Le tremblement de terre de Lisbonne a été un choc. Toutes proportions gardées, il a été pour le XVIIIe siècle l’équivalent de la Shoah au XXe. Cet événement a suscité une immense interrogation morale et philosophique : où était Dieu ? Etait-ce la fatalité, ou la faute des hommes ? Voltaire et Rousseau se sont affrontés sur cette question. Cet épisode a ouvert la voie à la sécularisation du monde et à la responsabilité humaine. Depuis, chaque catastrophe a ravivé cette tension entre fatalité et raison. La littérature européenne est née de ce questionnement permanent sur le sens, sur la part d’ombre et de mystère de l’existence.

Faut-il des catastrophes pour que la conscience européenne se réveille ?

Les guerres de religion ont donné Montaigne, la Révolution française Hegel et Hugo, la Première Guerre mondiale Woolf et Valéry, la Shoah Celan et Beckett. Autant d’écrivains d’une envergure européenne, dont l’œuvre est comme une conscience du drame qui vient de se jouer. On le voit aujourd’hui : la pandémie, les menaces géostratégiques, la crise écologique, la montée des extrêmes, tout cela remobilise l’Europe en la rendant d’abord consciente de sa faiblesse. « Là où croît le péril, croît aussi ce qui sauve », disait le poète Hölderlin. Le sentiment de fragilité est notre singularité et paradoxalement notre chance dans un monde où nous sommes les derniers à représenter l’idéal humaniste d’une puissance sans violence.

Le « sacre de l’écrivain », selon l’expression de Paul Bénichou, qui dote les philosophes et les gens de lettres d’un pouvoir spirituel laïc à partir de la moitié du XIXe siècle, est-il un phénomène purement français ?

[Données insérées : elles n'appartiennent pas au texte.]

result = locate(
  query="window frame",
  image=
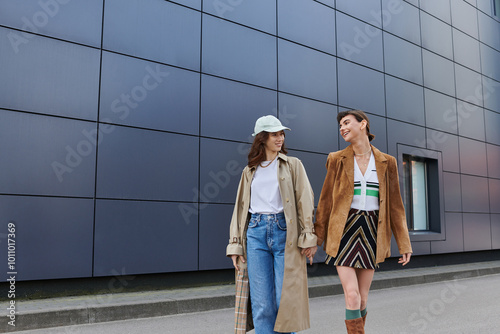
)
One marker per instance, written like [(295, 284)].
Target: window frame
[(435, 191)]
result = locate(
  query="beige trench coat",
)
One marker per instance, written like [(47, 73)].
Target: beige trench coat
[(298, 206)]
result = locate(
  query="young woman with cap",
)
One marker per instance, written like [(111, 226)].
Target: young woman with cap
[(271, 232), (360, 204)]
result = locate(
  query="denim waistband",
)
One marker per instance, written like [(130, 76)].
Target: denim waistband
[(268, 215)]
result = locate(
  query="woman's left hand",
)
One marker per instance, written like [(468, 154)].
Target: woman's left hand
[(405, 259), (309, 253)]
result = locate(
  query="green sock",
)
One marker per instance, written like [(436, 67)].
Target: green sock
[(352, 314), (363, 312)]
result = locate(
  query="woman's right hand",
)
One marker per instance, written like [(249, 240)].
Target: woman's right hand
[(235, 260)]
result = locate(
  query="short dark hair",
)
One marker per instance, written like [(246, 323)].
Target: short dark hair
[(360, 116)]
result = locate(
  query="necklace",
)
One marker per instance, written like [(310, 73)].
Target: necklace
[(270, 162), (360, 158), (364, 153)]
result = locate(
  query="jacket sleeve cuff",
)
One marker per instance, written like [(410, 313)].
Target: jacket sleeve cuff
[(307, 239), (234, 249)]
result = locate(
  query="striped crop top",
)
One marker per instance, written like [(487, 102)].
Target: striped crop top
[(366, 187)]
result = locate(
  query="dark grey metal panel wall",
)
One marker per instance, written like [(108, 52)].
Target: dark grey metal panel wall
[(125, 124)]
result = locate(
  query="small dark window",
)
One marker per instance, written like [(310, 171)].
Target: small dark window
[(416, 193), (421, 193)]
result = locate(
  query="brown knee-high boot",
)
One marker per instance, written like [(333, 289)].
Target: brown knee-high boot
[(355, 326)]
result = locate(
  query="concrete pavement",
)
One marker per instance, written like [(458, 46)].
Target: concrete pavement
[(469, 305), (125, 306)]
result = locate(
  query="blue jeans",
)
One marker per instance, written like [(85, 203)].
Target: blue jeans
[(266, 240)]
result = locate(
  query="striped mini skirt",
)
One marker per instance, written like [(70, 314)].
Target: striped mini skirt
[(358, 246)]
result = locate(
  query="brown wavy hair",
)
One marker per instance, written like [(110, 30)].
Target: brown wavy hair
[(258, 150), (360, 116)]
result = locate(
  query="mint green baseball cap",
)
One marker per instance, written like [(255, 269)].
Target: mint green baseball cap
[(268, 123)]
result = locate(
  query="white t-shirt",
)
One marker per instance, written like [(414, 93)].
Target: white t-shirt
[(265, 194), (366, 196)]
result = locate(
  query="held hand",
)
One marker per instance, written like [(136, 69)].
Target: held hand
[(405, 259), (235, 260), (309, 253)]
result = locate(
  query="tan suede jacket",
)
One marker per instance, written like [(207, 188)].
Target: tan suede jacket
[(336, 198), (298, 205)]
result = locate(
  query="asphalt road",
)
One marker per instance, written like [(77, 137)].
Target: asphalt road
[(470, 306)]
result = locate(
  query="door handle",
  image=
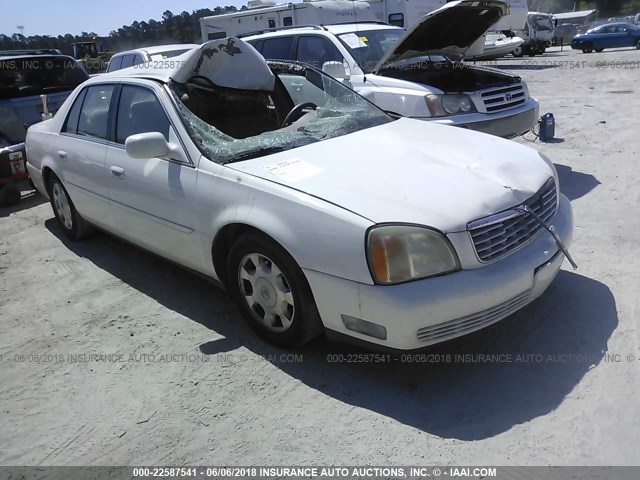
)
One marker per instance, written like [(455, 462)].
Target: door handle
[(117, 172)]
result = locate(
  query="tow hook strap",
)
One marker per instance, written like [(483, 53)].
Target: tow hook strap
[(526, 210)]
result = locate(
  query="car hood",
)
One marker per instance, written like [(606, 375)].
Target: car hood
[(410, 171), (448, 31)]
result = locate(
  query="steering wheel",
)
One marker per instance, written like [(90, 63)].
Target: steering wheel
[(296, 111)]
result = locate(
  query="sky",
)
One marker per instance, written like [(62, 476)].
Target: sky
[(49, 17)]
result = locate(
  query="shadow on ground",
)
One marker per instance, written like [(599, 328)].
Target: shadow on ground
[(558, 339), (575, 184), (30, 198)]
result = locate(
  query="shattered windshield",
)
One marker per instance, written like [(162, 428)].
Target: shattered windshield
[(305, 106), (542, 23), (369, 46)]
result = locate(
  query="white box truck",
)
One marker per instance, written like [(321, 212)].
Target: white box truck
[(266, 14)]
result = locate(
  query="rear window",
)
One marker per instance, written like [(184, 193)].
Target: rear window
[(25, 77)]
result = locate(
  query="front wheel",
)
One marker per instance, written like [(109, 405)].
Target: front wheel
[(271, 291), (73, 225)]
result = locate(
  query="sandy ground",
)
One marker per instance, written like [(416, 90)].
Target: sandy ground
[(188, 382)]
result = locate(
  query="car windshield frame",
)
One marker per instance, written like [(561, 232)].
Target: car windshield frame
[(340, 115), (362, 54), (32, 76)]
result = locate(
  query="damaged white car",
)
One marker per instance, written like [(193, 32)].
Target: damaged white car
[(314, 208)]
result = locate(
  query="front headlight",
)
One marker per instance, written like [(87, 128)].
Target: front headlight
[(449, 104), (399, 253)]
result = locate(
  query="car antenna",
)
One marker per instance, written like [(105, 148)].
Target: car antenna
[(355, 15)]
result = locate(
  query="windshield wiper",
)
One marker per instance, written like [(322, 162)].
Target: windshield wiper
[(260, 152)]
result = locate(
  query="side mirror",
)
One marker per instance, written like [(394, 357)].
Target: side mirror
[(147, 145), (336, 70)]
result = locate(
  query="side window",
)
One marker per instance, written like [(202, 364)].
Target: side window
[(277, 48), (71, 124), (396, 19), (315, 51), (115, 64), (139, 111), (94, 115), (127, 60)]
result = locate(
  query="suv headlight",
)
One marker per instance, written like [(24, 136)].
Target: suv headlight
[(399, 253), (442, 105)]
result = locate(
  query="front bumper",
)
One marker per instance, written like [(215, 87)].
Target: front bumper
[(429, 311), (507, 123)]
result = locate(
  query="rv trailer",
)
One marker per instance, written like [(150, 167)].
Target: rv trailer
[(263, 15)]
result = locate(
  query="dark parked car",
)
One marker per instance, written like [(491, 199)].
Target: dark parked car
[(609, 35), (24, 76)]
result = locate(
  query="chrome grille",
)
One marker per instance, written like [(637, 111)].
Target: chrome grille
[(503, 97), (476, 321), (498, 235)]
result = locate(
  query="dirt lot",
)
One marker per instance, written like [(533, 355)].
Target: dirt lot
[(187, 382)]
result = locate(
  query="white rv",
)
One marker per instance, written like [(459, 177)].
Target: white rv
[(266, 14), (405, 13)]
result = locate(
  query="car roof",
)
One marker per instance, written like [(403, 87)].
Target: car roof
[(158, 48)]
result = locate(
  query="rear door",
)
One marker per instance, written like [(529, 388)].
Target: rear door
[(153, 200), (81, 151)]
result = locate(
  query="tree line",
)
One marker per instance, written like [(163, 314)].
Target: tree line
[(185, 27), (181, 28)]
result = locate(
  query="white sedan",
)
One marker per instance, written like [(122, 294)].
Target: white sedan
[(313, 207)]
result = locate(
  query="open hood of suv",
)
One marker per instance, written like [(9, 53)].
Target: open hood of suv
[(448, 31)]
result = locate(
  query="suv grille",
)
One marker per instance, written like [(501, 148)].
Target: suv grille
[(498, 235), (503, 97)]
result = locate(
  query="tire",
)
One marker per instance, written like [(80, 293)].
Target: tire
[(271, 292), (73, 225), (9, 195)]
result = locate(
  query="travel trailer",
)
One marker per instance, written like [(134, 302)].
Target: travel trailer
[(537, 34), (263, 15), (404, 13)]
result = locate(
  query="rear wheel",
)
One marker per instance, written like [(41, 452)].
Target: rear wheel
[(9, 195), (271, 291), (73, 225)]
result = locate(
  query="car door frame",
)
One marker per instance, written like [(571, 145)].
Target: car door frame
[(190, 253), (98, 211)]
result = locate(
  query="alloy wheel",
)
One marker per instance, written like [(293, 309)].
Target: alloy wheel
[(63, 208), (266, 291)]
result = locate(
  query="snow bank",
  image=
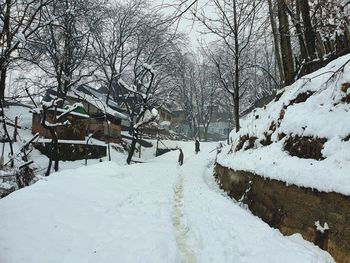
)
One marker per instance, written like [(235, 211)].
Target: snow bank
[(110, 213), (324, 114)]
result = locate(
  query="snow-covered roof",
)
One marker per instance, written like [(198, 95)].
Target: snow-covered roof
[(97, 102), (93, 97)]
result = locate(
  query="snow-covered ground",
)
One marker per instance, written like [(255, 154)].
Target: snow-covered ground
[(151, 212), (325, 114)]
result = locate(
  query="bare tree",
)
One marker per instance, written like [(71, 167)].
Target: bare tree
[(234, 25), (62, 49)]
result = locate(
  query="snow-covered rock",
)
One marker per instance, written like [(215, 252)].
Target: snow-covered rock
[(313, 114)]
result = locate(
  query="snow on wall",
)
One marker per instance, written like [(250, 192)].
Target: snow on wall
[(324, 114)]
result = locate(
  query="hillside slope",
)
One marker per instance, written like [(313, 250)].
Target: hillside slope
[(303, 136)]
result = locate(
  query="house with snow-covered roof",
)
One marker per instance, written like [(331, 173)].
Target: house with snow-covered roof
[(102, 118)]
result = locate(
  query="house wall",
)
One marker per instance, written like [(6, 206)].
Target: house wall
[(74, 131)]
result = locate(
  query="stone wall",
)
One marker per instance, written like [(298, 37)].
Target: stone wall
[(293, 209)]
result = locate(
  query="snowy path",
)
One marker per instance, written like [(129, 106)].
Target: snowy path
[(180, 225), (153, 212)]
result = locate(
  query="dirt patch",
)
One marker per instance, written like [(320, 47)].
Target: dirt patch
[(267, 139), (345, 87), (293, 209), (347, 138), (246, 138), (278, 96), (305, 147), (281, 116), (302, 97), (281, 136)]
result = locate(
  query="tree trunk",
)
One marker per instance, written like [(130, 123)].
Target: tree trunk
[(309, 32), (132, 148), (303, 46), (237, 71), (286, 47), (275, 40)]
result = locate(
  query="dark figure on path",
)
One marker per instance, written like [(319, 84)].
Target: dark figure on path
[(197, 146), (181, 157)]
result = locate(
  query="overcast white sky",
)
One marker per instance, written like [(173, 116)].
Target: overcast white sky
[(186, 24)]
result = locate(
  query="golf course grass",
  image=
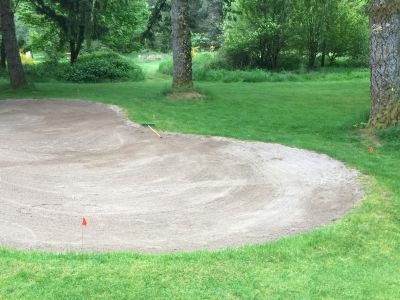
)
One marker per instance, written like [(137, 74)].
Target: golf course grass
[(356, 257)]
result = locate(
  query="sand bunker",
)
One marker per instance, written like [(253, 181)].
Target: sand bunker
[(62, 160)]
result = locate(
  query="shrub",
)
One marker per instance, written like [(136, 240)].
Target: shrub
[(46, 71), (207, 67), (103, 66)]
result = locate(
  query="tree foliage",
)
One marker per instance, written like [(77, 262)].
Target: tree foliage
[(115, 23), (259, 32)]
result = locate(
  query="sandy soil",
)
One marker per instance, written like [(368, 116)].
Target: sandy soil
[(62, 160)]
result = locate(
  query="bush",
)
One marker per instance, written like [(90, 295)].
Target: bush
[(103, 66), (46, 71)]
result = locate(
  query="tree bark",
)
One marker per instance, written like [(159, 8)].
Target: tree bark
[(2, 55), (181, 44), (384, 31), (14, 64)]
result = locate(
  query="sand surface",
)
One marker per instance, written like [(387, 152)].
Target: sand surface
[(62, 160)]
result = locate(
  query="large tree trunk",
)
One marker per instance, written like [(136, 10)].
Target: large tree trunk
[(2, 55), (385, 62), (75, 45), (15, 69), (181, 44)]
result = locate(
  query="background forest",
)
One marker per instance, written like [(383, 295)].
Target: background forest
[(267, 35)]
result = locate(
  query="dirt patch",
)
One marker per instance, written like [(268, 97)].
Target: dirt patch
[(62, 160)]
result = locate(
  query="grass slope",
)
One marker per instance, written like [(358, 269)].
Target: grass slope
[(356, 257)]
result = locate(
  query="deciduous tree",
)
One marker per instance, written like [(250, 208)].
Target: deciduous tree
[(385, 62), (181, 44), (11, 49)]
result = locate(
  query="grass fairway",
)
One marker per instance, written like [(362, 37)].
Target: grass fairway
[(356, 257)]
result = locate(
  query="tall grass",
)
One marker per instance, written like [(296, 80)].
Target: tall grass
[(206, 68)]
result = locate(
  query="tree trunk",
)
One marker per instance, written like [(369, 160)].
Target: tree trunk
[(323, 54), (2, 55), (385, 62), (15, 69), (75, 45), (181, 44)]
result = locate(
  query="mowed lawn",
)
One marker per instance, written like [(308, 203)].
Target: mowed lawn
[(358, 256)]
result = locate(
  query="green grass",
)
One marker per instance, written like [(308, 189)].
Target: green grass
[(357, 257), (206, 68)]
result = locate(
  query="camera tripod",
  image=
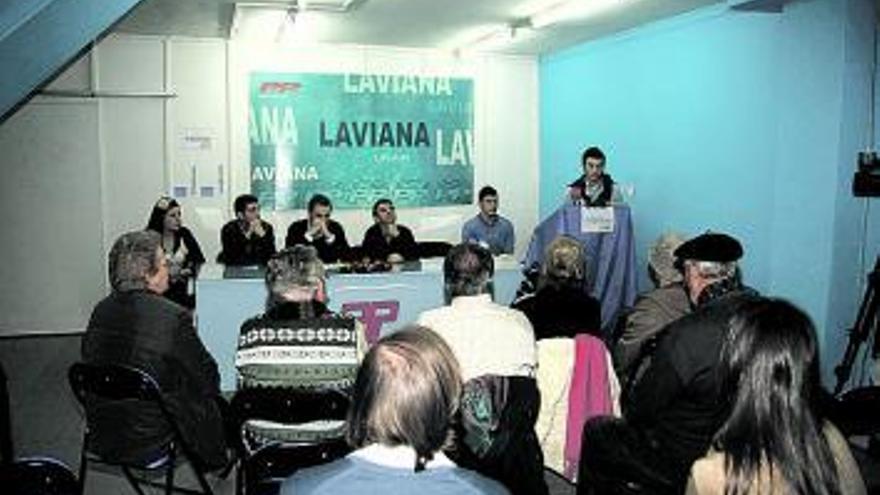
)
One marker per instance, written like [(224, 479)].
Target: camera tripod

Il est d’abord français : la France a poussé plus loin que d’autres la sacralisation de l’écrivain. De Voltaire à Zola ou Sartre, la figure de l’intellectuel engagé est très nationale. Mais chaque pays s’est donné ses grands auteurs fondateurs : Dante en Italie, Goethe en Allemagne, Shakespeare en Angleterre, Cervantès en Espagne. Ces écrivains ont unifié la langue et symbolisé la nation. Et dès la fin du XVIIIᵉ siècle, on reconnaît leur équivalence : un concert des nations où Dante, Goethe, Cervantès ou Rabelais dialoguent d’égal à égal.

Votre « Adieu à la littérature » annonçait une crise du roman. L’avons-nous surmontée ? Ou bien sommes-nous en train de la traverser ?

Je crois que nous l’avons dépassée. Après le formalisme du nouveau roman, les écrivains ont renoué avec le réel, d’abord par le récit de soi, puis par des formes plus ouvertes. L’autofiction, de Marguerite Duras à Annie Ernaux, a réinventé le lien entre expérience intime et histoire collective. Les Années d’Ernaux, par exemple, est un roman européen par excellence : ancré dans la France des supermarchés, mais universel dans sa portée.

Aujourd’hui, le roman retrouve une ampleur : on pense à Houellebecq, à Mohamed Mbougar Sarr, à László Krasznahorkai. Ce dernier, tout comme Kafka avant lui, dépeint un monde déréglé, absurde, traversé par l’ironie. Cette ironie — que nos sociétés numériques ont parfois du mal à comprendre — reste la meilleure défense contre les certitudes et les fanatismes.

L’Europe a-t-elle basculé dans ce qu’Alain Finkielkraut nomme « l’après-littérature » ? Avons-nous perdu notre spécificité littéraire ?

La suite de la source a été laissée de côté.